Bank against the wall
Not only were BNP’s tormentors, such as Benjamin Lawsky, New York’s politically ambitious banking regulator, able more or less to dictate their terms, they also had an incentive to make the fine as big as possible because the agencies involved divvied up much of it among themselves. Mr Lawsky’s outfit gets $2 billion, four times its annual budget, which it will triumphantly deposit in New York state’s depleted coffers.
There are no meaningful checks on this process, let alone a plausible procedure for BNP to appeal. Bank bosses cannot even publicly criticise deals they agree to under extreme duress. No precedent is set and no guidance provided as to the limits of the law and the proportionality of the punishment.
So even if BNP fully deserves its punishment, the legal system that meted it out is closer to an extortion racket than justice. France’s economy minister, Arnaud Montebourg, has compared America’s pursuit of BNP to “economic warfare”. In other words, a bank that catered to mass murderers has had some success in portraying itself as a victim. Any process that can make BNP’s dealings with Sudan look anything less than shameful must be very flawed indeed.”
“Catered to mass murderers”? Is that not the story of the invasion of Iraq by the USA? Did BNP invade Sudan? Is the USA pursuing the invaders of Iraq?
No, the USA is using imperial might in ways very similar to Putin. (Putin also has laws and judges and Congress on his side, nota bene.)
Two months ago Argentina reached a settlement with the Paris Club, a group of government creditors.
On June 16th the Supreme Court of the United States decided twice in favor of NML Capital, a “vulture” fund (and subsidiary of hedge fund Elliott Management) that snatched dirt cheap bonds after Argentina’s 2001 default.

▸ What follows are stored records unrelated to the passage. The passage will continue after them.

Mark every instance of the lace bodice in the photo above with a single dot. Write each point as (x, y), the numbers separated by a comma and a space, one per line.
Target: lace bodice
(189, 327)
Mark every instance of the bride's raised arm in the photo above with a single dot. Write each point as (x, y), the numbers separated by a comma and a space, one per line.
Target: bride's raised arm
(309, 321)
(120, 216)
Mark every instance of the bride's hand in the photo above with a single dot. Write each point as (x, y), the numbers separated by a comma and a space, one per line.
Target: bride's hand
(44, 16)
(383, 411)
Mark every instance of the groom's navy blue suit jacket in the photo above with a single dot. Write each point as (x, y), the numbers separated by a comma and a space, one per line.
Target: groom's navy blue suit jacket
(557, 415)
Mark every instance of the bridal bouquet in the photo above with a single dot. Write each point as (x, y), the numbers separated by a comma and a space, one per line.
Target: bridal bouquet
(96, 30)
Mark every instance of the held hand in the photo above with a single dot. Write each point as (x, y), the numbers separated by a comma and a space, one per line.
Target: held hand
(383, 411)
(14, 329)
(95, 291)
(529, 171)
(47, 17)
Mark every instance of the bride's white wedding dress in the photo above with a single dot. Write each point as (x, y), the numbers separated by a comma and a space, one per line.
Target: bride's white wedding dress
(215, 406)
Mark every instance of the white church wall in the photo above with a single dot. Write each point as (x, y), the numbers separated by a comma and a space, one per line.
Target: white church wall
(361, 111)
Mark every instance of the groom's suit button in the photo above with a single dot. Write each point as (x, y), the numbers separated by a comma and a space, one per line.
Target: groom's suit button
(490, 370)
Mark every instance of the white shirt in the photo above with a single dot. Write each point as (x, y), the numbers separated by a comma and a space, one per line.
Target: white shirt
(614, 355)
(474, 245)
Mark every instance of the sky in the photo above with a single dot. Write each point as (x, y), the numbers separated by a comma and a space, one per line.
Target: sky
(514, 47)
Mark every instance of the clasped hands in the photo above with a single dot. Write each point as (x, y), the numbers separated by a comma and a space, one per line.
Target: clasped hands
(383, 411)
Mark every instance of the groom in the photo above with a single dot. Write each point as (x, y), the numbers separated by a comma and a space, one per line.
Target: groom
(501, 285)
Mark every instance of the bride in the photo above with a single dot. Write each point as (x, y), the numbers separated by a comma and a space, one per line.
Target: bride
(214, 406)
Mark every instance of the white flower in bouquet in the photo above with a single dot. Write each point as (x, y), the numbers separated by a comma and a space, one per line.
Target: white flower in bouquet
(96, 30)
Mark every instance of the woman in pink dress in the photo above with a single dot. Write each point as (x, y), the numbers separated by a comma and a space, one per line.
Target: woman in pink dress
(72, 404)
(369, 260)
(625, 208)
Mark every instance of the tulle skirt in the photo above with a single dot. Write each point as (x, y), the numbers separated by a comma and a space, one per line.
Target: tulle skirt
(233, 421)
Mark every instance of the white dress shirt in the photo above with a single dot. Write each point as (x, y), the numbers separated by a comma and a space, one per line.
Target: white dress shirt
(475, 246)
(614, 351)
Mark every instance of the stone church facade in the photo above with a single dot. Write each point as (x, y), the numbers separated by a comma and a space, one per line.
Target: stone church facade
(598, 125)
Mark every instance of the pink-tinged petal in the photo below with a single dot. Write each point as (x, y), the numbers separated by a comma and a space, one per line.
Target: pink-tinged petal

The fund and its plutocratic owners have since pursued the country for the payment of all principal plus outstanding interest in US courts. For at least 1.6 billion dollars.
The ability of struggling countries to restructure their debts has been dented. Hold-outs everywhere have greater incentive to litigate; creditors who might accept exchange offers could see them gulped down by vultures, catered to by USA judges.
Those who play with fire to burn others may find where the concept of “backfiring” comes from.